Note that the likelihood function of this model can be written as,
$\text{L} = \prod\limits_{i=1}^n \big[ f(Y_{1i} | D_i = 1) P(D_i = 1) \big]^{D_i} \big[ f(Y_{0i} | D_i = 0) P(D_i = 0) \big]^{1-D_i}$
Here is where our normality assumption comes into play,
$\begin{array}{l@{}l} f(Y_{1i} | D_i = 1) P(D_i = 1) &{}= f(Y_{1i} | \epsilon_i \geq -Z_i^{\prime} \gamma) P(\epsilon_i \geq -Z_i^{\prime} \gamma) \\ &{}= f(Y_{1i}, \epsilon_i \geq -Z_i^{\prime} \gamma | \epsilon_i \geq -Z_i^{\prime} \gamma) \\ &{}= \int_{-Z_i^{\prime}\gamma}^{\infty} f(U_{1i},\epsilon_i) d \epsilon_i \\ &{}= f(U_{1i}) \int_{-Z_i^{\prime}\gamma}^{\infty} f(\epsilon_i | U_{1i}) d \epsilon_i \end{array}$
Note that $f(U_{1i}) = \frac{1}{\sigma_1}\phi(\frac{U_{1i}}{\sigma_1})$ and $f(\epsilon_i | U_{1i}) = \frac{1}{\sqrt{1-\rho_1^2}} \phi(\frac{\epsilon_i + \rho_1 U_{1i}/ \sigma_1}{\sqrt{1-\rho_1^2}})$ where $\rho_1$ is the correlation coefficient between $U_{1i}$ and $\epsilon_i$ and $\phi(\cdot)$ is the standard normal density.
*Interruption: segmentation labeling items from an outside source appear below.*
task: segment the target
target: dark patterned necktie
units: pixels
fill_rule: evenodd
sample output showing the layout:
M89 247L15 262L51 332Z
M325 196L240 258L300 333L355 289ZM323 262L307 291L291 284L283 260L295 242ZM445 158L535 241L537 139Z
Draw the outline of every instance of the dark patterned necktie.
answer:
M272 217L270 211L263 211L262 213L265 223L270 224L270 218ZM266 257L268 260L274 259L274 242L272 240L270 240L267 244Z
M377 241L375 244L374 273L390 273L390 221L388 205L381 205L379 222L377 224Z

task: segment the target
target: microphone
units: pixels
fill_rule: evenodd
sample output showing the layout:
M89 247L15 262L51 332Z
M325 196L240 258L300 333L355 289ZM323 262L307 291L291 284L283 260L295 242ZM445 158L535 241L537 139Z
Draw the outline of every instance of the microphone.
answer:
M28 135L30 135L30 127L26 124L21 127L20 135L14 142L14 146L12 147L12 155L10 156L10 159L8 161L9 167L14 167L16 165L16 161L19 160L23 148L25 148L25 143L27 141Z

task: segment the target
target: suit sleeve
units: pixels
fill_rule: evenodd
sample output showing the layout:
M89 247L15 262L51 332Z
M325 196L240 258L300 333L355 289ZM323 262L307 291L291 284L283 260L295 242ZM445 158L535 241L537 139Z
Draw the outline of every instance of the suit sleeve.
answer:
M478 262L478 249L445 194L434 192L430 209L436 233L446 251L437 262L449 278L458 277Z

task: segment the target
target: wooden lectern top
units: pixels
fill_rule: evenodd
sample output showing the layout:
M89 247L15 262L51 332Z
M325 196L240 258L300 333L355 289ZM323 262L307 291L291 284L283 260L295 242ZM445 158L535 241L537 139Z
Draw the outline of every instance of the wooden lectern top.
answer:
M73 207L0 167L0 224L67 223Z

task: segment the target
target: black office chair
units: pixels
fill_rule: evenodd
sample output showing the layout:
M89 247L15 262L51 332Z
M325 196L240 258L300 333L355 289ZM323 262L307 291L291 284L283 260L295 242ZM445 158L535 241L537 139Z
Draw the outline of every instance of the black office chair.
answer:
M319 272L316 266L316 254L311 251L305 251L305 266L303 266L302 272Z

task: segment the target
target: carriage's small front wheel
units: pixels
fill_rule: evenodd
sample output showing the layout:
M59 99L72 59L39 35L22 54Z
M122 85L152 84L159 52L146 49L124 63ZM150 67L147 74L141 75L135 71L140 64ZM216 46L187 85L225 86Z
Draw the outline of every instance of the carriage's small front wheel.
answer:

Performing a similar operation for regime 0 (which I omit) we can rewrite the likelihood function,
$\text{L} = \prod\limits_{i=1}^n \big[ \frac{1}{\sigma_1}\phi(\frac{U_{1i}}{\sigma_1}) \Phi(\frac{Z_i^{\prime} \gamma + \rho_1 U_{1i}/ \sigma_1}{\sqrt{1-\rho_1^2}}) \big]^{D_i} \big[ \frac{1}{\sigma_0}\phi(\frac{U_{0i}}{\sigma_0}) (1-\Phi(\frac{Z_i^{\prime} \gamma + \rho_0 U_{0i}/ \sigma_0}{\sqrt{1-\rho_0^2}})) \big]^{1-D_i}$
The log likelihood function is therefore,
$\begin{array}{l@{}l} \text{lnL} =&{} \sum\limits_{i=1}^n \lbrace D_i \big[ \text{ln}(\Phi(\frac{Z_i^{\prime} \gamma + \rho_1 U_{1i}/ \sigma_1}{\sqrt{1-\rho_1^2}})) + \text{ln}(\phi(\frac{U_{1i}}{\sigma_1})) - \text{ln}(\sigma_1) \big] \\ &{}+ (1 - D_i) \big[ \text{ln}(1-\Phi(\frac{Z_i^{\prime} \gamma + \rho_0 U_{0i}/ \sigma_0}{\sqrt{1-\rho_0^2}})) + \text{ln}(\phi(\frac{U_{0i}}{\sigma_0})) - \text{ln}(\sigma_0) \big] \rbrace \end{array}$
We therefore end up estimating $\beta$, $\alpha$, $\gamma$, $\rho_1$, $\rho_0$, $\sigma_1$ and $\sigma_0$. From here it is very straight-forward to estimate conditional and unconditional outcomes under both regimes.

Something which I have been interested in recently is, in the absence of an exclusion restriction, how sensitive is the endogenous switching regression to violations of the joint normality assumption? I have been running some simulations in which the errors $U_1$, $U_0$ and $\epsilon$ are drawn from a skew normal distribution. In another blog post I hope to share some of my results.

Many thanks to Dutoit (2007) for a brief history of switching regressions and an overview of how to derive the likelihood function.